Trading Strategy Components

  1. Signal Component:

    • Purpose: Generates trading signals based on the algorithm representing the trading concept.
    • Limitations: Signals do not guarantee liquidity due to potential order rejections, especially in HFT where speed is critical.
  2. Execution Component:

    • Purpose: Handles market responses and decides actions based on those responses.
    • Example: If an order is rejected, the strategy attempts to find equivalent liquidity at a different price.

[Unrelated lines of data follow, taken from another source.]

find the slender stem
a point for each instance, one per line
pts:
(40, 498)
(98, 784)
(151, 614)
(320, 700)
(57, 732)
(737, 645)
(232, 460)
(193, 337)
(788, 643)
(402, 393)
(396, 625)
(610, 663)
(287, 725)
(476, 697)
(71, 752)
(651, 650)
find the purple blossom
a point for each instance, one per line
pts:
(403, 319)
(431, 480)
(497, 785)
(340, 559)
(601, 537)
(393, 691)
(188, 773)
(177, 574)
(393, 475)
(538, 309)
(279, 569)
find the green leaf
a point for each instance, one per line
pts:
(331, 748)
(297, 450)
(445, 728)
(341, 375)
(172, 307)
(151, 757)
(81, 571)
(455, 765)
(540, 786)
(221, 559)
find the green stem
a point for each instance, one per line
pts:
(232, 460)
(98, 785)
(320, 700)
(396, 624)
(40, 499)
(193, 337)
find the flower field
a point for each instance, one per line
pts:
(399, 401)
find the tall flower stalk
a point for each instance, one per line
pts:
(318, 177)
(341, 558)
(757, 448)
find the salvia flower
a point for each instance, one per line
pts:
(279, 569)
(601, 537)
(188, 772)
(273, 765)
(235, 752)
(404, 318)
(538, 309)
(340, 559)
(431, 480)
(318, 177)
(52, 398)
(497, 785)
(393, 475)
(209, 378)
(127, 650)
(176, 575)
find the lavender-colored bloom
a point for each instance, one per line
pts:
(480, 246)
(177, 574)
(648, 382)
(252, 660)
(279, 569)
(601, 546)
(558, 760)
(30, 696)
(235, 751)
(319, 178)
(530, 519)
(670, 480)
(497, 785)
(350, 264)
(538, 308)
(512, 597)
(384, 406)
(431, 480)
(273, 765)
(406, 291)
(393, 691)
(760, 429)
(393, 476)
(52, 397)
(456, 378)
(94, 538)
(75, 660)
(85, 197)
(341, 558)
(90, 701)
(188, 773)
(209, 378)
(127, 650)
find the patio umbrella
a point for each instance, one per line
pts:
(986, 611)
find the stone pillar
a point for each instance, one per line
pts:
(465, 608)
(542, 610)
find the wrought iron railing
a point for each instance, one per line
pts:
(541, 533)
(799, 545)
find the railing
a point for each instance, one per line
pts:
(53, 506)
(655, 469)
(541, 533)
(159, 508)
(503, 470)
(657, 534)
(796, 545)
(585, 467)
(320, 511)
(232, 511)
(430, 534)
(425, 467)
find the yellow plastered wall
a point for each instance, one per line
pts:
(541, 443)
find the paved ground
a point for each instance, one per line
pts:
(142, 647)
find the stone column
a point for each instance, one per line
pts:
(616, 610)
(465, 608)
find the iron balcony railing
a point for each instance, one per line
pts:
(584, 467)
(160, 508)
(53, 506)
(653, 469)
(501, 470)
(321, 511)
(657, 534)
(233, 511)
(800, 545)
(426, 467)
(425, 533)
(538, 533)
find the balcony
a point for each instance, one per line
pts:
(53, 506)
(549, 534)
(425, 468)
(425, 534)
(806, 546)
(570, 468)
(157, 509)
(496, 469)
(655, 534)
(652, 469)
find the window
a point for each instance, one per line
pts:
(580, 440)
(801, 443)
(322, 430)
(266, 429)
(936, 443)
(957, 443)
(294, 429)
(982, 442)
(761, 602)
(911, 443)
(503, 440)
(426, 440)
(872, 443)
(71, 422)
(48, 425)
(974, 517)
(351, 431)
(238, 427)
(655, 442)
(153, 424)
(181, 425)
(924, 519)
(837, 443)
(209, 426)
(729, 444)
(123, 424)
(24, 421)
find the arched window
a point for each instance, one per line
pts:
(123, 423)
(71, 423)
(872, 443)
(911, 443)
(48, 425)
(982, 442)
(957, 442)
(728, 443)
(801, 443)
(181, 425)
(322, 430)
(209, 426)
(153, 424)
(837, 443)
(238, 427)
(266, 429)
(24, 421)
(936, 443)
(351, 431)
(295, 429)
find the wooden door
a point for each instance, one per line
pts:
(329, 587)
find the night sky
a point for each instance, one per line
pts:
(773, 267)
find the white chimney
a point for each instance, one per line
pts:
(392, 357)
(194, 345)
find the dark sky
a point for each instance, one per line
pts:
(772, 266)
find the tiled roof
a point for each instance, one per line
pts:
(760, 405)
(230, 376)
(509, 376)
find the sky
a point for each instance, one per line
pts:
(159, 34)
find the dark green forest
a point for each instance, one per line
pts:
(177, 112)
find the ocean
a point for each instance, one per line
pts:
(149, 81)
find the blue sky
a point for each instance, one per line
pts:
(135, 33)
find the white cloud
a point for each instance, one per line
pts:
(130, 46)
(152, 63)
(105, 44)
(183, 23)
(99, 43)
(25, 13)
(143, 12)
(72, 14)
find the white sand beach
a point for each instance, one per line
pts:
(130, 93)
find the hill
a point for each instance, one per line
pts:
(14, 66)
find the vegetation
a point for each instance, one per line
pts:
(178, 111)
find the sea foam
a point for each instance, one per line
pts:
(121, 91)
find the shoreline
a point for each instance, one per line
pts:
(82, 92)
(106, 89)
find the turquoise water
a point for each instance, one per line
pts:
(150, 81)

Order Management System (OMS)

  • Function: Manages the lifecycle of orders submitted by the trading strategy.
  • Order Lifecycle: Includes creation, execution, amendment, cancellation, and rejection.

Key Features of OMS

  • Order Collection: Gathers and processes orders from the trading strategy.
  • Error Handling:
    • Invalid/Malformed Orders: OMS can reject orders for reasons such as:
      • Excessive quantity
      • Incorrect direction
      • Erroneous prices
      • Excessive outstanding positions
      • Unsupported order types by the exchange
    • Pre-Exchange Rejection: Detects and rejects problematic orders within the system, allowing the trading strategy to react faster than if the exchange handled the rejection.

Critical Components of a Trading System

Key Components

  1. Gateways:

    • Interface between the trading system and external markets/exchanges.
    • Handles communication, order transmission, and market data reception.
  2. Book Builder:

    • Constructs and maintains the order book from market data.
    • Provides real-time views of market depth and price levels.
  3. Strategies:

    • Implements trading algorithms to generate signals and execute trades.
    • Divided into:
      • Signal Component: Generates trade signals.
      • Execution Component: Handles market responses and actions.
  4. Order Management System (OMS):

    • Manages the lifecycle of orders (creation, execution, amendment, cancellation, rejection).
    • Ensures quick reaction to invalid or malformed orders before they reach the exchange.

Performance Measurement

  • Tick-to-Trade (Tick-to-Order) Period:
    • Measures the time from receiving a price update to submitting an order.
    • Aggregates processing times of all critical components to evaluate system speed.

Non-Critical Components

Functions

  • Settings Adjustment: Modify parameters in real-time.
  • Data Collection and Reporting: Gather and report trading data.

Example Component

  • Command and Control:
    • Interface between traders and the trading system.
    • Can be command-line or graphical, facilitating order routing and parameter adjustments.

Additional Services

  1. Position Server:

    • Tracks all trades and updates positions for financial assets.
    • Ensures compliance with position limits before order execution.
  2. Logging System:

    • Collects logs from all components.
    • Aids in debugging, issue tracking, and reporting.
  3. Viewers:

    • Read-Only User Interface: Displays trading data (positions, orders, trades, task monitoring).
    • Control Viewers (Interactive): Allows parameter modification and component control.
  4. News Server:

    • Aggregates news from sources like Bloomberg, Reuters, Ravenpack.
    • Provides real-time or on-demand news to the trading system.